Manetti R, Gerosa F, Giudizi M G, Biagiotti R, Parronchi P, Piccinni M P, Sampognaro S, Maggi E, Romagnani S, Trinchieri G
Division of Clinical Immunology and Allergy, University of Florence, Italy.
J Exp Med. 1994 Apr 1;179(4):1273-83. doi: 10.1084/jem.179.4.1273.
Interleukin 12 (IL-12) facilitates the generation of a T helper type 1 (Th1) response, with high interferon gamma (IFN-gamma) production, while inhibiting the generation of IL-4-producing Th2 cells in polyclonal cultures of both human and murine T cells and in vivo in the mouse. In this study, we analyzed the effect of IL-12, present during cloning of human T cells, on the cytokine profile of the clones. The culture system used allows growth of clones from virtually every T cell, and thus excludes the possibility that selection of precommitted Th cell precursors plays a role in determining characteristics of the clones. IL-12 present during the cloning procedures endowed both CD4+ and CD8+ clones with the ability to produce IFN-gamma at levels severalfold higher than those observed in clones generated in the absence of IL-12. This priming was stable because the high levels of IFN-gamma production were maintained when the clones were cultured in the absence of IL-12 for 11 d. The CD4+ and some of the CD8+ clones produced variable amounts of IL-4. Unlike IFN-gamma, IL-4 production was not significantly different in clones generated in the presence or absence of IL-12. These data suggest that IL-12 primes the clone progenitors, inducing their differentiation to high IFN-gamma-producing clones. The suppression of IL-4-producing cells observed in polyclonally generated T cells in vivo and in vitro in the presence of IL-12 is not observed in this clonal model, suggesting that the suppression depends more on positive selection of non-IL-4-producing cells than on differentiation of individual clones. However, antigen-specific established Th2 clones that were unable to produce IFN-gamma with any other inducer did produce IFN-gamma at low but significant levels when stimulated with IL-12 in combination with specific antigen or insoluble anti-CD3 antibodies. This induction of IFN-gamma gene expression was transient, because culture of the established clones with IL-12 for up to 1 wk did not convert them into IFN-gamma producers when stimulated in the absence of IL-12. These results suggest that Th clones respond to IL-12 treatment either with a stable priming for IFN-gamma production or with only a transient low level expression of the IFN-gamma gene, depending on their stage of differentiation.

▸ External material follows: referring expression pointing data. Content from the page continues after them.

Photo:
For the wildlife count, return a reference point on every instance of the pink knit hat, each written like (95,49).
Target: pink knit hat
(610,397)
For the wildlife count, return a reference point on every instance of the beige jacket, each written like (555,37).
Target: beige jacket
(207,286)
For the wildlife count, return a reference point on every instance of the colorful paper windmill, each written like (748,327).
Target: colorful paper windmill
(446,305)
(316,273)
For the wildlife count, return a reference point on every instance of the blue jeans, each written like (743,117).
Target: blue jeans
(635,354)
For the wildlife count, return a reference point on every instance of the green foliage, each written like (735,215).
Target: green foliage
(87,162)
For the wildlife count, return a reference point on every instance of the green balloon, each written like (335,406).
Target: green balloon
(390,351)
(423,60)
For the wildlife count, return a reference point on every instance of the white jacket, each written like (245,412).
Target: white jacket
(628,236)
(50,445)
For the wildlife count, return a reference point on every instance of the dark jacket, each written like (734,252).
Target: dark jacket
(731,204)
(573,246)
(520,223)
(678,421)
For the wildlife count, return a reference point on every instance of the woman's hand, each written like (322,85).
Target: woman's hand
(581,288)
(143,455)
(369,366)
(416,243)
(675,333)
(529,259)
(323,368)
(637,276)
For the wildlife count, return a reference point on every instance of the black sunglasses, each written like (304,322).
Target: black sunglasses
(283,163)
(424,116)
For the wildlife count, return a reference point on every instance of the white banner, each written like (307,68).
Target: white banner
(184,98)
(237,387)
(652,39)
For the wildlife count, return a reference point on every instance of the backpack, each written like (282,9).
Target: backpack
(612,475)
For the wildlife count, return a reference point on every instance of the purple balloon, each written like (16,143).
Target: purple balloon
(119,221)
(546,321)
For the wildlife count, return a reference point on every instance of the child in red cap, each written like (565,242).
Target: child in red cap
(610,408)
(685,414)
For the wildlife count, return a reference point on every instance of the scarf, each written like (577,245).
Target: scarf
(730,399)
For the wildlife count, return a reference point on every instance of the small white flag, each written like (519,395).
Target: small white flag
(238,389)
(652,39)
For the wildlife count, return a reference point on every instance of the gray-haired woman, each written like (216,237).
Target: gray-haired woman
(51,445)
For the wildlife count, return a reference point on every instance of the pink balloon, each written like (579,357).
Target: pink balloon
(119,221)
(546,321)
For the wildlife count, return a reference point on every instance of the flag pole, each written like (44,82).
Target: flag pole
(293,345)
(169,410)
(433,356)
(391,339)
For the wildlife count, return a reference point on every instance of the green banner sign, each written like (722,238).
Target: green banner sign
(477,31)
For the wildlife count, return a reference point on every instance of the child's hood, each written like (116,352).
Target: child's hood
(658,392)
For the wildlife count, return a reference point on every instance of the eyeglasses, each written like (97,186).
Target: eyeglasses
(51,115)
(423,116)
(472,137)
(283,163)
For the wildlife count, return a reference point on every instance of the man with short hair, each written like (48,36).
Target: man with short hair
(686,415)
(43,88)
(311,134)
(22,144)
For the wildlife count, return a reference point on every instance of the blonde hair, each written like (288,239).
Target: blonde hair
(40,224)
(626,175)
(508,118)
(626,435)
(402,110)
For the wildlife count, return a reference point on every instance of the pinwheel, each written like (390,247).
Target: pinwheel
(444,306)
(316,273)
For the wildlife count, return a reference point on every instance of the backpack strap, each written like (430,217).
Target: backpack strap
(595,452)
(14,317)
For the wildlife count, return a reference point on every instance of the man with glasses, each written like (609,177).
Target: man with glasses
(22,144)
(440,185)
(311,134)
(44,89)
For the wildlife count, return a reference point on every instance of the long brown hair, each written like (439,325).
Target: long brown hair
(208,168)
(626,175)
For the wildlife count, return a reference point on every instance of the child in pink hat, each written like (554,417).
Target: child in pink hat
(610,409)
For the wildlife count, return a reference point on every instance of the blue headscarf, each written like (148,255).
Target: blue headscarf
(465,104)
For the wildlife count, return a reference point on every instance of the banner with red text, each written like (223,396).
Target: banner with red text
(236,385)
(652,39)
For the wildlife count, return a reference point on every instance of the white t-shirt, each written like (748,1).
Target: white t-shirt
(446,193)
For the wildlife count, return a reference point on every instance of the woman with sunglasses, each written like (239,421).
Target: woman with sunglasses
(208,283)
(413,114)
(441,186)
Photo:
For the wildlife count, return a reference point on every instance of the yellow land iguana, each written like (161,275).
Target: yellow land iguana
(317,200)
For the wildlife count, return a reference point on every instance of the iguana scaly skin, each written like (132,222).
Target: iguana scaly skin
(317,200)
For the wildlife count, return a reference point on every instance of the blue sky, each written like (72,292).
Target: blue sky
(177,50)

白细胞介素12(IL - 12)促进1型辅助性T细胞(Th1)反应的产生,伴有高干扰素γ(IFN - γ)分泌,同时在人和鼠T细胞的多克隆培养物以及小鼠体内抑制分泌IL - 4的Th2细胞的产生。在本研究中,我们分析了克隆人T细胞过程中存在的IL - 12对克隆细胞因子谱的影响。所使用的培养系统允许几乎每个T细胞克隆生长,因此排除了预先确定的Th细胞前体的选择在决定克隆特征中起作用的可能性。克隆过程中存在的IL - 12使CD4⁺和CD8⁺克隆都具有产生IFN - γ的能力,其水平比在无IL - 12情况下产生的克隆中观察到的水平高几倍。这种启动是稳定的,因为当克隆在无IL - 12的情况下培养11天时,IFN - γ的高水平分泌得以维持。CD4⁺和一些CD8⁺克隆产生不同量的IL - 4。与IFN - γ不同,在有或无IL - 12情况下产生的克隆中,IL - 4的分泌没有显著差异。这些数据表明,IL - 12启动克隆祖细胞,诱导它们分化为高分泌IFN - γ的克隆。在本克隆模型中未观察到在体内和体外有IL - 12存在时多克隆产生的T细胞中所观察到的对分泌IL - 4细胞的抑制,这表明这种抑制更多地依赖于对非分泌IL - 4细胞的阳性选择,而不是单个克隆的分化。然而,不能被任何其他诱导剂诱导产生IFN - γ的抗原特异性已建立的Th2克隆,当与特异性抗原或不溶性抗CD3抗体联合用IL - 12刺激时,确实能以低但显著的水平产生IFN - γ。IFN - γ基因表达的这种诱导是短暂的,因为已建立的克隆在无IL - 12的情况下培养长达1周时,在用IL - 12刺激时不会转变为IFN - γ产生细胞。这些结果表明,Th克隆对IL - 12处理的反应要么是对IFN - γ产生的稳定启动,要么只是IFN - γ基因的短暂低水平表达,这取决于它们的分化阶段。